Anyhoo, on this one bank heist they take attractive bank manager, Claire Keesey (the attractive Rebecca Hall) hostage, but later release her. Later on, Doug wants to follow up and see how much of a threat she might be to them, so he "accidentally" runs into her at a laundromat (an opportunity for him to launder some of his ill-gotten cash there, I mused). Claire, of course, doesn't recognize him. Doug is held captive (pardon the pun) by her charms, and even though she's been suffering traumatic stress from her ordeal, she immediately starts up a relationship with him. You'd think she'd be a little more wary of strangers at this point, so this part didn't ring true for me.

Many a man has been undone by getting distracted from his objective by a woman, and the remainder of The Town centers on the familiar plot of bad guy trying to go straight and turn his life around and build a future with the apple of his eye. But there are enormous pressures on MacRay to participate in one last job--trying to pull of a huge heist of Fenway Park during a ball game, of all the ridiculous things! (There is also enormous pressure on you--the viewer--to begin to sympathize with the character of Doug MacRay...hmmm...which way will you lean?)
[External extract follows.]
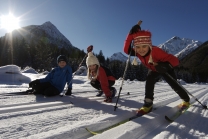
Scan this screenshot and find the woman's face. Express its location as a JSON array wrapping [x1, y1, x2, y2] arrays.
[[89, 64, 97, 72], [136, 45, 150, 56]]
Will any of these guys make a clean getaway with the entire Boston police force and the FBI closing in on them?

The shoot-'em-up, crash-'em-up escape scenes in The Town are edge-of-your-seat thrilling-- some of the best you'll ever see--and they make up, in large part, for the implausibility of the plot, as you forget about all that and just hang on for the ride!

As mastermind of The Town--and with a talented ensemble cast--writer/director/star Ben Affleck has pulled off a pretty big job here.